The same submissions portal was used for Horizon 2020 calls, and it is unclear whether these problems are new. The Commission has refused to comment further but confirmed the IT department is working on fixing the EIC Pathfinder problem as soon as possible.

There were similar problems last month around the European Research Council’s first 2021 call.  The Starting Grants call for bottom-up fundamental research projects was open to 8 April. But in the lead up to the deadline, while some were celebrating submitting their proposals after months of preparation, others were unable to access the platform.

“No hope to be able to submit an #ERC #starting #grant today. What is going on with the server? I am the only one experiencing problems today?” tweeted a researcher at the University of Bern, a day ahead of the 8 April deadline.

The ERC acknowledged the problem on 6 April, promising to fix it as soon as possible. But with the issues persisting, the 8 April deadline was extended by 24 hours. A little later, the deadline was once more extended by three days, to 14 April.

But the problems persisted for some users. “Again ...  after a smooth morning, the issues with the administrative form are back. No access again,” tweeted one researcher.

The issue was eventually resolved on 9 April. Some reported more problems popping up over the next few days, but most seemed to be solved by simply clearing browser cookies.

It is unclear whether the issues with the EIC and the ERC are related, and if similar problems could affect future Horizon Europe calls and applicants. One Twitter user reported that scientists applying for ERC Consolidator grants had experienced problems, but the call deadline was not extended.

The technical troubles are the latest twist on the long road to launching the EU‘s new seven-year research programme. Researchers are still waiting for Horizon Europe work programmes laying out timelines and budgets for funding calls, which were meant to come out in March. No date for an official release has been announced yet and the latest on the subject from the Commission suggests the work programmes won’t appear until the end of May.

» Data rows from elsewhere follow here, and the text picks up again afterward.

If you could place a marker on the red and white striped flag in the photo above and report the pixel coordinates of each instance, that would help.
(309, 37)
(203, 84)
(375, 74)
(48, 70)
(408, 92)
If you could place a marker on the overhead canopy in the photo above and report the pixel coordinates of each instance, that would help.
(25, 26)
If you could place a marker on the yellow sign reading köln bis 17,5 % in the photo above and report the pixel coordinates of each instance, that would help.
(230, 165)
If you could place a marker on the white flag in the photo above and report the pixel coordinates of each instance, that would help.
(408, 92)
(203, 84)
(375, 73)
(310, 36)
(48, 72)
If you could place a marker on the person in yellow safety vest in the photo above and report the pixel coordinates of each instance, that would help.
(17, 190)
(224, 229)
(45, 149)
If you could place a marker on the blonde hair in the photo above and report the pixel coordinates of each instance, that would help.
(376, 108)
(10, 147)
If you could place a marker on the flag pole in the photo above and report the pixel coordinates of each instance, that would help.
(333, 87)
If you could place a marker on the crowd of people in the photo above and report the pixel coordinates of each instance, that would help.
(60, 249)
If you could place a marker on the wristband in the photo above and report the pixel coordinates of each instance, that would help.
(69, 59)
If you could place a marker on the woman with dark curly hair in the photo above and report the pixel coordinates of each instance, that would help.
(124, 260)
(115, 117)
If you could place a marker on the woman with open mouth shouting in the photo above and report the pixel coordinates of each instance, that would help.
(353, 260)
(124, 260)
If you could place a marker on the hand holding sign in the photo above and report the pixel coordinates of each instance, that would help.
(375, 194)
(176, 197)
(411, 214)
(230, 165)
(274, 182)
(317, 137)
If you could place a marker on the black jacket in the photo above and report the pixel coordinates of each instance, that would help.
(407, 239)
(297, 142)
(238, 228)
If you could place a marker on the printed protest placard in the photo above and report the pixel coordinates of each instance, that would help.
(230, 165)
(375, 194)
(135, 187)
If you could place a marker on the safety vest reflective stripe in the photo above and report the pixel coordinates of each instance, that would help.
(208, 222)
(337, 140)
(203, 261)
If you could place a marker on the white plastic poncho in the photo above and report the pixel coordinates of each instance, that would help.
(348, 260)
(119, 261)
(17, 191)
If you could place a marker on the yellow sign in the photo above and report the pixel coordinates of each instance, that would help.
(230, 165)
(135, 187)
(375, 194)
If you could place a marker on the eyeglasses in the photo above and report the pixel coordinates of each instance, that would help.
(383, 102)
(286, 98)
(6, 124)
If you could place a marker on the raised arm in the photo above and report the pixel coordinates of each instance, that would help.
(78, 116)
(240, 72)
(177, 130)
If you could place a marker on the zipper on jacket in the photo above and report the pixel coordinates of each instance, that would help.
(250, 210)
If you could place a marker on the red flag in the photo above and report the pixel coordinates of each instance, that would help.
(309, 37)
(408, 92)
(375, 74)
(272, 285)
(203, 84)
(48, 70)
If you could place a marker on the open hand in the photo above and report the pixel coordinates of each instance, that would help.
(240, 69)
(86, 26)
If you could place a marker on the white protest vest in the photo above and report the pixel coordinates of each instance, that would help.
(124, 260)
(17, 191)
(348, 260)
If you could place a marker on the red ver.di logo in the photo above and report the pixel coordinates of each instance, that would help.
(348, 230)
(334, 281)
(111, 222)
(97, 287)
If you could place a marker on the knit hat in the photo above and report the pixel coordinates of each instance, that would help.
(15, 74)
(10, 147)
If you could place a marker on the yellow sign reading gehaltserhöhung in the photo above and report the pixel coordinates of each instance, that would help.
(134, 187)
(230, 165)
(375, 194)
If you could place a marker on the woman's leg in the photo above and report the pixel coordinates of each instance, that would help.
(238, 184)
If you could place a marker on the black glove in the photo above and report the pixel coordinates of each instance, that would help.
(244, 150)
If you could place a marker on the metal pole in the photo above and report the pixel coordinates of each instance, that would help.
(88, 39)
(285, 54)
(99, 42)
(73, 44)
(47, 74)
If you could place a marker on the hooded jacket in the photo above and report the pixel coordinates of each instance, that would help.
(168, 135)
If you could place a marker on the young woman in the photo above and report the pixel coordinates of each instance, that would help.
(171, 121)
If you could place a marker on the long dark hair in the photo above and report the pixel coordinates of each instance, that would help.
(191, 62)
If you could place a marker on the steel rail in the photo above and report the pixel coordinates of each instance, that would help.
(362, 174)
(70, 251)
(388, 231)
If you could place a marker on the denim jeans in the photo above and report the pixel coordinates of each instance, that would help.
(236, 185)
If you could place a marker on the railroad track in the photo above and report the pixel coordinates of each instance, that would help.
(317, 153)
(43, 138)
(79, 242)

At the same time, the Commission and member states continue battling over how much access non-EU countries have to quantum and space research projects, a row which is also holding up the publication of work programmes.

In an unrelated incident last week, the EIC unexpectedly froze new submissions for the June round of its €1 billion Accelerator call for start-up funding. At first, many suspected technical issues were the cause, but the EIC later clarified it was inundated, saying there were too many initial proposals to evaluate for those who were successful at this stage to submit full proposals before the cut-off date, and as a result no more outline proposals could be accepted.

Despite its ongoing problems with the applications portal, EIC today launched a €100 million call for projects translating research to market, of which €40.5 million is for medical devices and energy harvesting and storage technologies. The deadline is 22 September.